TA Securities' fair value of RM1.99 per share for TMK Chemical translates into a price-to-earnings (PE) ratio of 16 times based on the company’s forecasted financial year 2025 (FY2025) core earnings per share (EPS), which is in line with the industry's average price multiples.
In comparison, TMK Chemical's initial public offering price of RM1.75 per share translates into a trailing PE of 19.9 times FY2023 core EPS.
TMK Chemical is scheduled for listing on Dec 12.
According to TA Securities' note on Thursday, the research firm’s valuation is underpinned by TMK Chemical's strong market share in the inorganic chemicals industry across Southeast Asia, with notable shares in Malaysia (24.91%), Vietnam (9.08%), and Singapore (23.98%).

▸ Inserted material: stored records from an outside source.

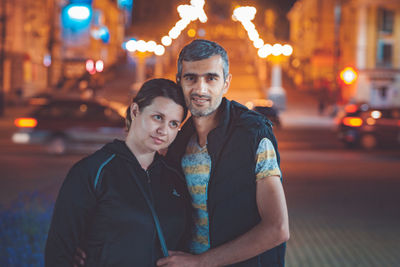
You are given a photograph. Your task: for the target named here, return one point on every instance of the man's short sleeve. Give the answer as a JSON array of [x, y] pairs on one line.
[[266, 161]]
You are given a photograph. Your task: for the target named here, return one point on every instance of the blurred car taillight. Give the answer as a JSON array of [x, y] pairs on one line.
[[352, 121], [25, 122], [351, 108]]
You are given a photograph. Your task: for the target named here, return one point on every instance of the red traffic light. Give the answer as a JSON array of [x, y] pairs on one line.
[[348, 75]]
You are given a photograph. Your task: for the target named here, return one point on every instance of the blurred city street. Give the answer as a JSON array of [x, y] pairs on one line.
[[343, 204], [342, 199]]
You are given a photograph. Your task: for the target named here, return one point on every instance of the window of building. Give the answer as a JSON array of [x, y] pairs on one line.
[[385, 54], [386, 20]]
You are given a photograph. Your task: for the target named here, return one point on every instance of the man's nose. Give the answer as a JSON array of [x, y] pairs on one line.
[[162, 128], [201, 86]]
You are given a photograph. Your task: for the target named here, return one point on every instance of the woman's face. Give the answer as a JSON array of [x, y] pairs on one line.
[[156, 125]]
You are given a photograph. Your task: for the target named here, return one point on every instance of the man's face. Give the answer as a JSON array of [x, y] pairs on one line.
[[203, 85]]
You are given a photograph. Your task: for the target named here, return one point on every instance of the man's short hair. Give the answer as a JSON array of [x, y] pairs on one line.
[[200, 49]]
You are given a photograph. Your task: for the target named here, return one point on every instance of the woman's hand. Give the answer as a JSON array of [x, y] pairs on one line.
[[181, 259]]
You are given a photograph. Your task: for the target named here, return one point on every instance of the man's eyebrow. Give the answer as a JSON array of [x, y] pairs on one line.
[[203, 75], [189, 74]]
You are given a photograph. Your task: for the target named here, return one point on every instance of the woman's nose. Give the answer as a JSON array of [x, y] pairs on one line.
[[162, 129]]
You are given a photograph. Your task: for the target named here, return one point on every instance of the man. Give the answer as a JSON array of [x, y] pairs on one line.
[[229, 158]]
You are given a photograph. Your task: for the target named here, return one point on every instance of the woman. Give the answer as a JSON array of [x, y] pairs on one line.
[[101, 208]]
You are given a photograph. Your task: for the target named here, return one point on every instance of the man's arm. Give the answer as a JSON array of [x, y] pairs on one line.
[[271, 231]]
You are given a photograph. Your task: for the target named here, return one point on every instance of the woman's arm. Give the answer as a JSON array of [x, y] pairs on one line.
[[72, 211]]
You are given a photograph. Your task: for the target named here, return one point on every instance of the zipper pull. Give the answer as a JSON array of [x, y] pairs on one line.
[[148, 176]]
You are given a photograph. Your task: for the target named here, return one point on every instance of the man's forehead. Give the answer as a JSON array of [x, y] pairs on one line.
[[212, 64]]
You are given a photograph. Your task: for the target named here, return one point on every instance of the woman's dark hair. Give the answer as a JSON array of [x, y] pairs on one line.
[[154, 88]]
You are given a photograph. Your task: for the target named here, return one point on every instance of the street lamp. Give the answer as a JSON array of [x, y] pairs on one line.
[[276, 52]]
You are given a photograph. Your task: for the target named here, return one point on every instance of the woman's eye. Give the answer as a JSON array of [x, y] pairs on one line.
[[174, 124]]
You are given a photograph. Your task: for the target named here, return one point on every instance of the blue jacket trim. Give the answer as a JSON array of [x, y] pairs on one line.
[[101, 168]]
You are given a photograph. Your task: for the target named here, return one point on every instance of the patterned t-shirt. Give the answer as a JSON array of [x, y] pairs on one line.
[[196, 164]]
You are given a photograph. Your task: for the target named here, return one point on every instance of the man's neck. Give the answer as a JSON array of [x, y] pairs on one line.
[[204, 125]]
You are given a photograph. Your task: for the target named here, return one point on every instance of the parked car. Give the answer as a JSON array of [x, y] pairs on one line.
[[362, 125], [266, 107], [64, 125]]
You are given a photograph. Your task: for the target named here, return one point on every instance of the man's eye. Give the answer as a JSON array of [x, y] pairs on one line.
[[157, 117], [174, 124], [189, 78]]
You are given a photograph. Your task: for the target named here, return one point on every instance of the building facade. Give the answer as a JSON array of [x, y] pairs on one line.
[[38, 52], [329, 35]]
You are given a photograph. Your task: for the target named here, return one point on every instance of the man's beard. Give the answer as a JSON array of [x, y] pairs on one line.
[[207, 112]]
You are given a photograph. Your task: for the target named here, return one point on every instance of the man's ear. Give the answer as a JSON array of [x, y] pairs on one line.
[[134, 110]]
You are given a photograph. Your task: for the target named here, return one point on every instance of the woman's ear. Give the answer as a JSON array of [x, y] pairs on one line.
[[134, 110]]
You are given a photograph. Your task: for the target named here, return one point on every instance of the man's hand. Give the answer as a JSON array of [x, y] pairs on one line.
[[181, 259]]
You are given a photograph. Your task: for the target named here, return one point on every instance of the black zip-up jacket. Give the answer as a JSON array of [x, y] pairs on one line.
[[231, 195], [101, 210]]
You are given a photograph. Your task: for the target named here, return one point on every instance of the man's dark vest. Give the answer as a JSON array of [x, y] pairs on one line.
[[231, 202]]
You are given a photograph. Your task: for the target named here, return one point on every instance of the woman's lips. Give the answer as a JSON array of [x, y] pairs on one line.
[[157, 140]]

TMK Chemical operates in a niche market characterised by high barriers to entry, primarily due to stringent licensing requirements.

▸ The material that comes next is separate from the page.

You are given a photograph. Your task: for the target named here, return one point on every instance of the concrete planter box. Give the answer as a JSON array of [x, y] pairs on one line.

The company’s proven track record in the industry further bolsters its standing. Despite the relatively limited number of direct publicly listed competitors, Batu Kawan Bhd (KL:BKAWAN) is considered a close local peer, as it is involved in inorganic chemicals through its subsidiaries.
For a more comprehensive market comparison, TA Securities also references international competitors such as Brenntag SE in Vietnam and Chemical Industries (Far East) Ltd in Singapore.

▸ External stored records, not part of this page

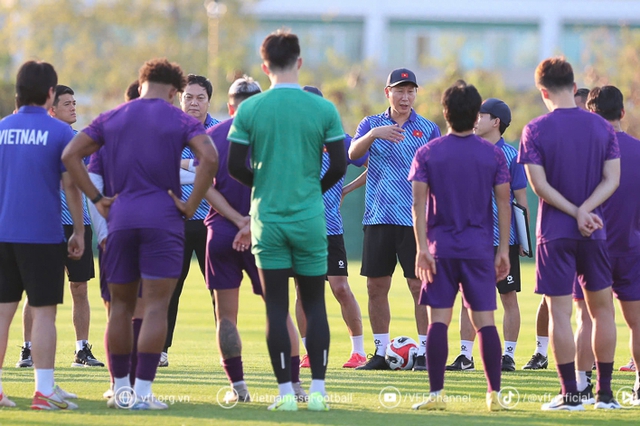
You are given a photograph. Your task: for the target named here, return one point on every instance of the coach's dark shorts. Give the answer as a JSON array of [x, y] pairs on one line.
[[225, 265], [513, 281], [475, 277], [147, 253], [559, 261], [626, 279], [337, 259], [81, 270], [37, 269], [384, 245]]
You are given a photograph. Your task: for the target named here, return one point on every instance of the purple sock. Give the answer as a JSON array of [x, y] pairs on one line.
[[490, 352], [233, 368], [120, 365], [137, 324], [107, 353], [605, 370], [437, 352], [147, 366], [295, 369], [567, 374]]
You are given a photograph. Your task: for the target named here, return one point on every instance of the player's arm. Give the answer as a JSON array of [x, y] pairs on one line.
[[521, 198], [222, 206], [75, 245], [425, 263], [97, 221], [360, 144], [82, 146], [337, 165], [502, 193], [237, 163], [207, 156]]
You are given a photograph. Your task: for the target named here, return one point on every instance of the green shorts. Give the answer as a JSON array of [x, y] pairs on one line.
[[300, 245]]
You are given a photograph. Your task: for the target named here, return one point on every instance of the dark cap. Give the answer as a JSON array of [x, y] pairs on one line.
[[313, 89], [401, 75], [497, 108]]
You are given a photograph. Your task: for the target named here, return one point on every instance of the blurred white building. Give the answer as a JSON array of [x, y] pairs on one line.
[[511, 36]]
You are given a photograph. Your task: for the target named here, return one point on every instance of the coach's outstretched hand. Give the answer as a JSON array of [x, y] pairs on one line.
[[104, 205], [502, 264], [75, 246], [425, 266]]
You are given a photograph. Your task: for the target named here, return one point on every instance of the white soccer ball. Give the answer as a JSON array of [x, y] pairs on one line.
[[401, 353]]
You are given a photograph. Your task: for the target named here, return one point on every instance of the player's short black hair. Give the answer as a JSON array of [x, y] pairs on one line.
[[554, 74], [132, 91], [33, 82], [280, 49], [160, 70], [583, 93], [62, 90], [502, 127], [607, 102], [461, 103], [201, 81]]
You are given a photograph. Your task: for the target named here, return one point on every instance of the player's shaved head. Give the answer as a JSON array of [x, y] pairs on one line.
[[33, 82], [133, 91], [554, 74], [280, 50], [607, 102], [461, 103], [160, 70]]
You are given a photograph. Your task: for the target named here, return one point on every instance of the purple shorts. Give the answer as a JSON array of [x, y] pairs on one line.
[[559, 261], [476, 278], [146, 253], [225, 265]]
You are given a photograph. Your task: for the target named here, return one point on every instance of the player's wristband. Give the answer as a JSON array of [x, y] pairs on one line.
[[97, 198]]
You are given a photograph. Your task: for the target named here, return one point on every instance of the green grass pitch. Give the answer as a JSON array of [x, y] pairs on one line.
[[192, 381]]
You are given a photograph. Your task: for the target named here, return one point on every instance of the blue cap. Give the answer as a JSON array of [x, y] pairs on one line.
[[497, 108]]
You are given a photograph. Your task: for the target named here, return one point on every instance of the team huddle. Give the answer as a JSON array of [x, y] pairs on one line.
[[260, 194]]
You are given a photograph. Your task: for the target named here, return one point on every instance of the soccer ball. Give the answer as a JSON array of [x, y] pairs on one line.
[[401, 353]]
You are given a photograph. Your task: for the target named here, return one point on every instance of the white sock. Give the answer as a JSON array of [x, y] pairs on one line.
[[142, 388], [285, 389], [122, 382], [466, 348], [582, 381], [422, 344], [317, 386], [44, 380], [510, 349], [381, 341], [357, 345], [542, 345], [80, 344]]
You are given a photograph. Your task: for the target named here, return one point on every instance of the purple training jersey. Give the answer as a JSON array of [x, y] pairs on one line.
[[142, 145], [236, 194], [461, 173], [572, 146], [622, 210]]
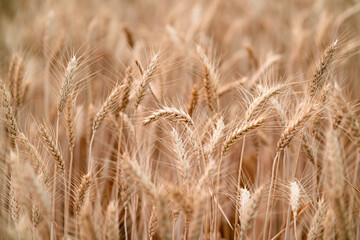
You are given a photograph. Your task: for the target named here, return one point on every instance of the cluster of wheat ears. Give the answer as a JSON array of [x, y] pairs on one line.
[[180, 120]]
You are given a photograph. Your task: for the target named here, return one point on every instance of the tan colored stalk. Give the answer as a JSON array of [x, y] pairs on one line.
[[259, 102], [69, 116], [232, 86], [170, 113], [164, 221], [329, 225], [211, 80], [109, 104], [298, 122], [16, 82], [146, 78], [10, 120], [68, 84], [309, 151], [295, 197], [133, 171], [193, 100], [239, 132], [153, 223], [52, 147], [250, 211], [36, 159], [81, 192], [322, 68], [182, 163], [197, 220], [337, 183], [112, 222], [87, 228], [126, 92], [317, 228]]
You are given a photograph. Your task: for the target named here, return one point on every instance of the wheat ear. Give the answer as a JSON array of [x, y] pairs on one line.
[[81, 192], [10, 121], [145, 80], [126, 92], [68, 84], [112, 222], [322, 68], [259, 102], [337, 183], [317, 228], [239, 132], [153, 223], [174, 114], [38, 162], [52, 147], [193, 100], [250, 211]]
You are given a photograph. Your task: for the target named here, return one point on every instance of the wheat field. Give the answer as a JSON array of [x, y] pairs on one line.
[[202, 119]]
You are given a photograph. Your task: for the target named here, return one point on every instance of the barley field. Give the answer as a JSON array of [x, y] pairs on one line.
[[176, 120]]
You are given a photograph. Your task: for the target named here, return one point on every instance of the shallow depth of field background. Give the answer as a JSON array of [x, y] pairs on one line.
[[202, 119]]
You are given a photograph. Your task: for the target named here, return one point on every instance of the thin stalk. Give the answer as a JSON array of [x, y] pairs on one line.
[[270, 192], [238, 184]]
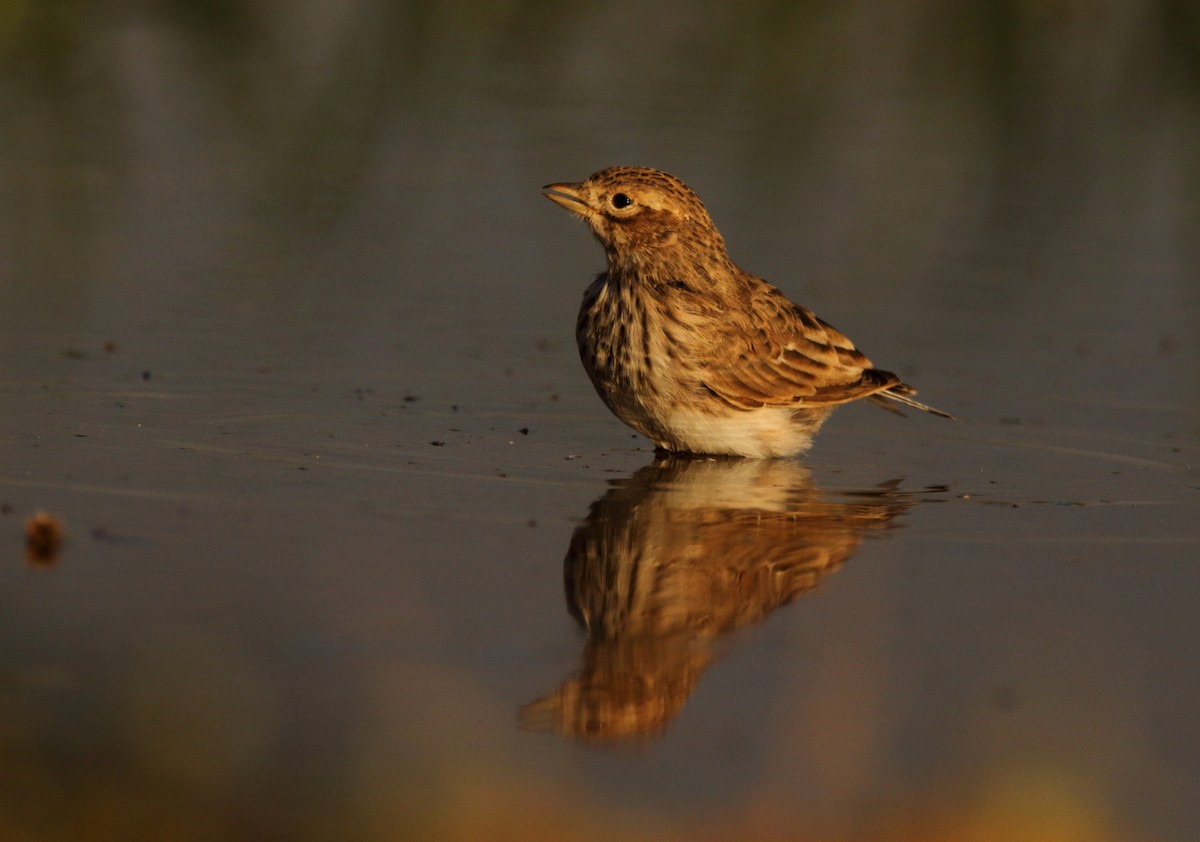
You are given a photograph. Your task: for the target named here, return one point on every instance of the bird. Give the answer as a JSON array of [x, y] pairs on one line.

The research house has also projected TMK Chemical to achieve solid earnings growth over the next three years, with an estimated 22.0% growth in FY2024, 15.5% in FY2025, and 15.9% in FY2026.
The company's earnings are expected to reach RM107.5 million in FY2024, RM124.1 million in FY2025, and RM143.8 million in FY2026, it said.
These growth projections are based on a revenue compound annual growth rate (CAGR) of 7.0%, with core profit margins anticipated to be 7.7% for FY2024, 8.3% for FY2025, and 9.0% for FY2026.
TA Securities remains optimistic about the growth prospects of the inorganic chemicals industry in Malaysia, driven by the manufacturing sector's expansion and government support, including tax incentives.
Besides that, TMK Chemical is also preparing for further capacity expansion. The company plans to double its current production capacity of 216,000 tonnes of sodium hydroxide to 432,000 tonnes at its new Banting Plant 2.
The procurement process for the plant is already underway, with operations slated to commence in the fourth quarter of 2026.
TMK Chemical's extensive product portfolio includes a broad range of inorganic chemicals such as acids, alkalis, and salts, which are vital to a wide array of industries. The company operates 15 facilities, two terminals, and a manufacturing plant across Malaysia, Singapore, and Vietnam, establishing itself as a significant player in the Southeast Asian market.
Looking ahead, TA Securities forecasts continued growth in both revenue and core profits for TMK Chemical, driven by increased demand for inorganic chemicals.
This growth is further supported by the establishment of the Pengerang Integrated Petroleum Complex, which is set to become a key chemical and petrochemical hub, alongside favourable tax incentives aimed at attracting substantial investments.